Treibende Kraft für den Umzug war Marys Stiefmutter in ihrer Enttäuschung darüber, dass William kaum noch Geld verdiente und die reichen Besucher ausblieben, die armen sich dagegen in seinem Büro drängelten und die ganze Nacht bis zwei Uhr disputierten, so lautstark manchmal, dass Mary Jane und die Kinder aus dem Schlaf fuhren. Mary Jane hatte zwei Jahre vor dem Umzug ihr erstes Kinderbuchgeschäft eröffnet, einfach, weil irgendwer hier ja das Geld verdienen müsse, wie sie gern betonte. Das Geschäft lag in der Hanway Street, ein kleiner, zugiger, unschöner Laden, zugleich ein Kinderbuchverlag. Mary Jane akquirierte Texte, sichtete Manuskripte, übersetzte unermüdlich und vor jeder Veröffentlichung las sie den Kindern die möglichen Kinderbücher vor. Mary aber hasste Kinderbücher. Was wollte sie mit diesen Kinderbüchern, wenn es Coleridge gab? Was war ein mümmelnder Hase gegenüber einem erschossenen Albatros?

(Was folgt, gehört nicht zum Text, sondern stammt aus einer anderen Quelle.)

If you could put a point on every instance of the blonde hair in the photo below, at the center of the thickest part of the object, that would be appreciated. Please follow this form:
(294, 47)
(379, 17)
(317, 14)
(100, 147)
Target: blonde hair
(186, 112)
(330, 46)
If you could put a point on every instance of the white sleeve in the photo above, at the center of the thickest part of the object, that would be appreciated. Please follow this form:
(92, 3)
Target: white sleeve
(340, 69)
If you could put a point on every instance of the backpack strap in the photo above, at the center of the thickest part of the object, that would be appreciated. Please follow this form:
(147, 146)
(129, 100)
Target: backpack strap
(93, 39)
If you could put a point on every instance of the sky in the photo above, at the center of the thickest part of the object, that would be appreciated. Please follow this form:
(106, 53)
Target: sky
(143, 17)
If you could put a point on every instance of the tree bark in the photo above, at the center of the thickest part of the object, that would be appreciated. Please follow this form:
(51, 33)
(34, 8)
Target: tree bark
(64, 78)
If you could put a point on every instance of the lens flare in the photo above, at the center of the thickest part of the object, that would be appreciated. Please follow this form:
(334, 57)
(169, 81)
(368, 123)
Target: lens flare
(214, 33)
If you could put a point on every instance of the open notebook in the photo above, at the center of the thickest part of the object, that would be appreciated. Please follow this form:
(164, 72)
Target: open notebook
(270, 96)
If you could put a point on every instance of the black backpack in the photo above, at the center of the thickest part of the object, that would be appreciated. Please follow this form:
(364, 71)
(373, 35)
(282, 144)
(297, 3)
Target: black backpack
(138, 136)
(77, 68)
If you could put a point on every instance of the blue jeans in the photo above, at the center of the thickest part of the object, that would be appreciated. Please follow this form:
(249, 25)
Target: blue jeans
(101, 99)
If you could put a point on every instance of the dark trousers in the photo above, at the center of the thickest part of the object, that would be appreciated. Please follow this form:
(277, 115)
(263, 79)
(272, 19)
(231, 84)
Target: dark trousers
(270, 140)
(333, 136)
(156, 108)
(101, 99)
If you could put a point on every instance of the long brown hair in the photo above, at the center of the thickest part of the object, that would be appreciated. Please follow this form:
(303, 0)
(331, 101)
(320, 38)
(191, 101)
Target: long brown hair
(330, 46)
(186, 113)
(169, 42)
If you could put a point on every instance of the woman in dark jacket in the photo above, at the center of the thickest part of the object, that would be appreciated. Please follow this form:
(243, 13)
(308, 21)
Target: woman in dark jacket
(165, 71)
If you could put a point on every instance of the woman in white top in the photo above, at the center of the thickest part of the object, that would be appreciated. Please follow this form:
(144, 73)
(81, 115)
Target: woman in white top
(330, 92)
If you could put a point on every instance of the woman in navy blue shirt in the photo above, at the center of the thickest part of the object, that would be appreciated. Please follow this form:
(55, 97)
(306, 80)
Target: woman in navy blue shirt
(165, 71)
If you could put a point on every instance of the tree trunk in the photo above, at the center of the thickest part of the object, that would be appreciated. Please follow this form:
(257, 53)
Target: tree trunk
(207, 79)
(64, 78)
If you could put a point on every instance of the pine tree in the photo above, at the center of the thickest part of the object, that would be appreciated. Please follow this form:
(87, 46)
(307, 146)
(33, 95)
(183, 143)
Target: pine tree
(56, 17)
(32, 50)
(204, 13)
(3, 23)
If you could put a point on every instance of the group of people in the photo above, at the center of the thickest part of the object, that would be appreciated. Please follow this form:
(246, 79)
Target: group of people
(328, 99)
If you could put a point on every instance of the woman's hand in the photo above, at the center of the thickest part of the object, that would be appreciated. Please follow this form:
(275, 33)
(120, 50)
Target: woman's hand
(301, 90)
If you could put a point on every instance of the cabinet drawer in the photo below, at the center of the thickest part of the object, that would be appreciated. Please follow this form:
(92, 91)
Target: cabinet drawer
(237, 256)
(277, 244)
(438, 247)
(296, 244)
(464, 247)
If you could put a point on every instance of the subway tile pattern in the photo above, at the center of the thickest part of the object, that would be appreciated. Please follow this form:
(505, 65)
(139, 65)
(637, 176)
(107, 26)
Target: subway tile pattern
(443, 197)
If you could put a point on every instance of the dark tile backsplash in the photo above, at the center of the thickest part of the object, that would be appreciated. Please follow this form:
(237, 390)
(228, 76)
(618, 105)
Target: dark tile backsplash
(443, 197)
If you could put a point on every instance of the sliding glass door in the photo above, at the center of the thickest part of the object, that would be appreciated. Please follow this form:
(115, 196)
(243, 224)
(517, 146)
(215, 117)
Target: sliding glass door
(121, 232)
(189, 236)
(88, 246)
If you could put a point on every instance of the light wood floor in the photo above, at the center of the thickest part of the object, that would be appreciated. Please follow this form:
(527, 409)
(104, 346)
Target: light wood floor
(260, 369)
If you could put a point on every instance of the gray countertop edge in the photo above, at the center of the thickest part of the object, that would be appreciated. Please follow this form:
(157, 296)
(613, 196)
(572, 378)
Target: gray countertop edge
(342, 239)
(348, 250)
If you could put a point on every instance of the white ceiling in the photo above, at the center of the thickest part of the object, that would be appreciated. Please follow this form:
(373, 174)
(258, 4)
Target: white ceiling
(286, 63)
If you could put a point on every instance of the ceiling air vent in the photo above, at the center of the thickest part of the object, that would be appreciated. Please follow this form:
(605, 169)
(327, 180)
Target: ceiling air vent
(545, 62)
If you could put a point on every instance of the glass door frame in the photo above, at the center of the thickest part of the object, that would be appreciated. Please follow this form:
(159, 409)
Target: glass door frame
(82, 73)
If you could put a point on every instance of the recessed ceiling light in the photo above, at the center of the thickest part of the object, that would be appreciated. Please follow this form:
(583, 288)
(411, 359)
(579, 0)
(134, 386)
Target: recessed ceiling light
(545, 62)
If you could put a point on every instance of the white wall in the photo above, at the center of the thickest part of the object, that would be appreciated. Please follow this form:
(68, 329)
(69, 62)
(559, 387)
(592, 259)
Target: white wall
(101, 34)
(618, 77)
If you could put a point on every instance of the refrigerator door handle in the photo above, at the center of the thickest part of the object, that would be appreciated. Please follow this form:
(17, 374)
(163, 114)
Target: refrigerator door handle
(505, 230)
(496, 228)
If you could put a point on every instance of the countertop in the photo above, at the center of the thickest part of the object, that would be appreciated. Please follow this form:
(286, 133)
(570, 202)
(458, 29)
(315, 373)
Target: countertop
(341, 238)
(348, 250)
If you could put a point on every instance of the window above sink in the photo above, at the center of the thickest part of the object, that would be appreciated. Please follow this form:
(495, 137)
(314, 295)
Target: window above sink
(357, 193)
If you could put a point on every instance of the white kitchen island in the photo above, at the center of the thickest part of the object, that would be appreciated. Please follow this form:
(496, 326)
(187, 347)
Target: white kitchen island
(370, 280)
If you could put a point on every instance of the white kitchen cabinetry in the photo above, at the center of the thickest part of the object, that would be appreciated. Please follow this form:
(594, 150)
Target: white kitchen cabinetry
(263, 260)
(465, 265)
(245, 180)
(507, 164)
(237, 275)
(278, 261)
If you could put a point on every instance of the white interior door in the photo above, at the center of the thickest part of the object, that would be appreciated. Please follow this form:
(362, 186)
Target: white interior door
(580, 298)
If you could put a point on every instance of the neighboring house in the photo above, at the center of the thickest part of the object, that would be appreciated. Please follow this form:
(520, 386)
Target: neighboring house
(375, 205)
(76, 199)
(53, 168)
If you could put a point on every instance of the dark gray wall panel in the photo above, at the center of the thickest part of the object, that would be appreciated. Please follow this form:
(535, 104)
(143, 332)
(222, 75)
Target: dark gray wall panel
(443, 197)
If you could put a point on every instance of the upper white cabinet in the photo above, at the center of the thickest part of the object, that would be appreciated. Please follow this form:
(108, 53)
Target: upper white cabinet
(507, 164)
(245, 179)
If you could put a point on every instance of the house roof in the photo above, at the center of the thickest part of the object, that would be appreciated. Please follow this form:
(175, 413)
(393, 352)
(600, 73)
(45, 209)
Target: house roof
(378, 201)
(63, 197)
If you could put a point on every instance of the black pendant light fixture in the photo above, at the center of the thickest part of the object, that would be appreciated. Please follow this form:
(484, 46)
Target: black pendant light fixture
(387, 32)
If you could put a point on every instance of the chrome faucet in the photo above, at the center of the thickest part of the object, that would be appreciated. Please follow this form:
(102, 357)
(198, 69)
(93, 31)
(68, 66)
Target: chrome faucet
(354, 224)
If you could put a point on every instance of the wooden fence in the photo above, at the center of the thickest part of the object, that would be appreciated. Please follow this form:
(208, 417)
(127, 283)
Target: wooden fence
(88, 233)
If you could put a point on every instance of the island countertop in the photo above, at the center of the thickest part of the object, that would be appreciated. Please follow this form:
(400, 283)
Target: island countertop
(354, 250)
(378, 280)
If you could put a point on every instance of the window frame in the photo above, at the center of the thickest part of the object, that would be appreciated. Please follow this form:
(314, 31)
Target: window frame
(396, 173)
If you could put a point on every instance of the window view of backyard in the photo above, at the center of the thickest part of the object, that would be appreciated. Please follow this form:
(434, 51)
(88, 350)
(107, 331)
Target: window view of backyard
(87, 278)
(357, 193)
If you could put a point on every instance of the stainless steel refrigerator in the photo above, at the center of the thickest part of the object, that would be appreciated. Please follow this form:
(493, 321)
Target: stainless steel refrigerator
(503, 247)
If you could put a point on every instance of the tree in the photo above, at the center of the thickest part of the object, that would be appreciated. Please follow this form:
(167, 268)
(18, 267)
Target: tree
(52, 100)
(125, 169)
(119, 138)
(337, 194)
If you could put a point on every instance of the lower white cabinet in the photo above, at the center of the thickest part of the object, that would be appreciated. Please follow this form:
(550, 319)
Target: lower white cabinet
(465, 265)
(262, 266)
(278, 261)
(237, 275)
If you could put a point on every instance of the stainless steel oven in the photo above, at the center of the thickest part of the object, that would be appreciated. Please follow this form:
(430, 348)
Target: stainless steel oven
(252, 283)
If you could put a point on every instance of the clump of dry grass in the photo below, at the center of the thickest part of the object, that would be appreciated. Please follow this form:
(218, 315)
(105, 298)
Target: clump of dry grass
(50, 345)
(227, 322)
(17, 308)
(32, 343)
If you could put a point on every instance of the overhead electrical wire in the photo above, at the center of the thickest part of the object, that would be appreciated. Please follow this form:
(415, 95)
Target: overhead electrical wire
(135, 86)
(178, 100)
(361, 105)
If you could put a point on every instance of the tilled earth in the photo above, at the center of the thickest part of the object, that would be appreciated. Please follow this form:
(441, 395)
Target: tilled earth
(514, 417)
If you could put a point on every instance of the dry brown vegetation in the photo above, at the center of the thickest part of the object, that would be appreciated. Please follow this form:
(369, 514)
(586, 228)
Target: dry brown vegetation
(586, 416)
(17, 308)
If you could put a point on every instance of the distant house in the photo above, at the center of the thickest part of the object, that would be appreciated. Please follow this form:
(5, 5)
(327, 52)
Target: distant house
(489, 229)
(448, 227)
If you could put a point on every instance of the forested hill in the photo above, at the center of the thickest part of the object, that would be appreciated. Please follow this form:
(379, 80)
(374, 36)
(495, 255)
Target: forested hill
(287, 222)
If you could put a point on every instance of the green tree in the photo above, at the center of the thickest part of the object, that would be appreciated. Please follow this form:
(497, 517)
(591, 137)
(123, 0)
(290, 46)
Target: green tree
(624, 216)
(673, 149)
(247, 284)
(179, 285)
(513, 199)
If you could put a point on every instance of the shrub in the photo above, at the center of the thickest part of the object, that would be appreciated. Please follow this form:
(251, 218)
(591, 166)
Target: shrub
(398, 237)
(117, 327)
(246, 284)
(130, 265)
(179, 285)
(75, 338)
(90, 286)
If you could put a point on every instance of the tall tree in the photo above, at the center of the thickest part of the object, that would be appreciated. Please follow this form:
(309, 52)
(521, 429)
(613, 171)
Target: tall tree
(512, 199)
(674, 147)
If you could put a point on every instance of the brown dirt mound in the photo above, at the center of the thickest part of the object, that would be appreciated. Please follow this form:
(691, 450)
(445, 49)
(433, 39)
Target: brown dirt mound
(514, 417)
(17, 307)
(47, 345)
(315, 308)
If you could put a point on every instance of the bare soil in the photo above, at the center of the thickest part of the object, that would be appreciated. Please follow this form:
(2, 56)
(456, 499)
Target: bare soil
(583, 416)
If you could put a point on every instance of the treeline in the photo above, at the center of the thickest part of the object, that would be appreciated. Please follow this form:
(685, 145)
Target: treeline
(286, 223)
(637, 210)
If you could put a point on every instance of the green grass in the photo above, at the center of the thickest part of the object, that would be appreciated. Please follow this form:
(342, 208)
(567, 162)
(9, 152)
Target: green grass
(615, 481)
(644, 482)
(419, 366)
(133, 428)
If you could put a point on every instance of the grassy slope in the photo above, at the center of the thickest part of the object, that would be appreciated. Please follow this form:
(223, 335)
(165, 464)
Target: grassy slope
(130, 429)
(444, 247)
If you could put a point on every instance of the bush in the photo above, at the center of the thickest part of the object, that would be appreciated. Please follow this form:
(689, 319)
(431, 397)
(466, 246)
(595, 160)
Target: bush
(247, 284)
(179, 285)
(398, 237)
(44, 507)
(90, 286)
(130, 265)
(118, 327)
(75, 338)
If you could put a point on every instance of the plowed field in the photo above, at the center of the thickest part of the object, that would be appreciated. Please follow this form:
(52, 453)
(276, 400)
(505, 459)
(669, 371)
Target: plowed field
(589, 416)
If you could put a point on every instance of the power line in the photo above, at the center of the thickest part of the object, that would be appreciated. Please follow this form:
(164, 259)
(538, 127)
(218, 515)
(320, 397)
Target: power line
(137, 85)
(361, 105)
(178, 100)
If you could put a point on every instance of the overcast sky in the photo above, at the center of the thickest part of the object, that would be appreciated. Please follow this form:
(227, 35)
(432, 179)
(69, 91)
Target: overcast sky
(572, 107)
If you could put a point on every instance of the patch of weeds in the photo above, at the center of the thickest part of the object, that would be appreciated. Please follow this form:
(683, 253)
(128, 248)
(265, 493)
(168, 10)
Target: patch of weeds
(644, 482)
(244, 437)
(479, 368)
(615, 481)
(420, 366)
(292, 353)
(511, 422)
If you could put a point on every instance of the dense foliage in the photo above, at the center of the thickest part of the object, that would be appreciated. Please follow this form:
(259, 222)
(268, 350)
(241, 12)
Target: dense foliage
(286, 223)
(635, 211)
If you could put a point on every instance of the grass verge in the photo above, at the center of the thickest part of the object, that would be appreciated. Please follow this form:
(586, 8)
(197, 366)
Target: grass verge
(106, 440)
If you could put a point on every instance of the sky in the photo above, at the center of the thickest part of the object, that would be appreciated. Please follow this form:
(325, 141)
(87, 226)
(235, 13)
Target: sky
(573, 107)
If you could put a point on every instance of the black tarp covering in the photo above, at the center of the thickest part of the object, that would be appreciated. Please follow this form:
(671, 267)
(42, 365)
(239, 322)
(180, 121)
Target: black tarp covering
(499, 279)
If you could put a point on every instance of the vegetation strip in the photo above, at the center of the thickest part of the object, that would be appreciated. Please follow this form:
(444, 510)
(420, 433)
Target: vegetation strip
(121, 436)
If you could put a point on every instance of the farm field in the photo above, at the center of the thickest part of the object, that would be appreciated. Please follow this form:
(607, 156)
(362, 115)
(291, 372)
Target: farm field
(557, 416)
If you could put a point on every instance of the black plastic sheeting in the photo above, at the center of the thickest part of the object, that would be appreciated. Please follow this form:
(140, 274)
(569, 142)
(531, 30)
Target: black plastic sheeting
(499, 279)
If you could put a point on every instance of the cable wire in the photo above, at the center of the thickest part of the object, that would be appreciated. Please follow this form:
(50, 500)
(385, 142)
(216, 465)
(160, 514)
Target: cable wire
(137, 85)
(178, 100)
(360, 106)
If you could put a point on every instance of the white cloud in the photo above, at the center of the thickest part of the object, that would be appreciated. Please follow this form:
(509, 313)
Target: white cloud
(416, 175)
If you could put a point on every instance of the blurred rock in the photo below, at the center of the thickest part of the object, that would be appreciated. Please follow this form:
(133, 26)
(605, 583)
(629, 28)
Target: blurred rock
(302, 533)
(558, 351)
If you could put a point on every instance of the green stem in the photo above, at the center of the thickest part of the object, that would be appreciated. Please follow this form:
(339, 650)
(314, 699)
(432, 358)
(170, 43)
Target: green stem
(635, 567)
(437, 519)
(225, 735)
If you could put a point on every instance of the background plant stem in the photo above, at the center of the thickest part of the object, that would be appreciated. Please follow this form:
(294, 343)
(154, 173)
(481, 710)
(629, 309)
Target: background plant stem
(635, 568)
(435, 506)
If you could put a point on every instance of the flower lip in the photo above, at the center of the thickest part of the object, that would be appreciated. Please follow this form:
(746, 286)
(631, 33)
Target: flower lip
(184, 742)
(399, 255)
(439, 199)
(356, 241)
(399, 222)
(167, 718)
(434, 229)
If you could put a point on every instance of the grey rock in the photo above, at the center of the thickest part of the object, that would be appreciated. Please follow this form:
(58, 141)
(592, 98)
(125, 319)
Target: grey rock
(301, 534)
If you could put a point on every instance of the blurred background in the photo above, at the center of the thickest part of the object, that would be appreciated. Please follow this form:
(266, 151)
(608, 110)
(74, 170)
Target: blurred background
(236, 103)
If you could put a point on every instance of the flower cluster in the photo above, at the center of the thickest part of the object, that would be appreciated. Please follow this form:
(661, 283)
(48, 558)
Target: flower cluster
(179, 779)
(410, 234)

Im Erdgeschoss der Skinner Street fand Mary Jane endlich einen Laden, der den gewachsenen Bedürfnissen ihrer Kinderbuchgeschäfte besser entsprach. Daher der Umzug. Für den Buchladen eine Verbesserung, fürs Wohnen eine Verschlechterung. Hatten Mary & Jane vom obersten Fenster im Polygon noch den idyllischen River Fleet sehen können, so schauten sie jetzt von der Skinner Street auf die Galgen von Tyburn. Wobei das nicht unbedingt ein Makel war, denn Galgen sind spannend. Vom fünften Stockwerk aus konnten die Mädchen den Hinrichtungsplatz mit Holzgerüst erkennen, dort, vorm Old Bailey, dem zentralen Strafgerichtshof, kaum hundert Meter entfernt. Bei jeder Hinrichtung warteten sie darauf, dass der Henker den Hebel umlegte, doch Mary schloss immer die Augen, kurz bevor es geschah.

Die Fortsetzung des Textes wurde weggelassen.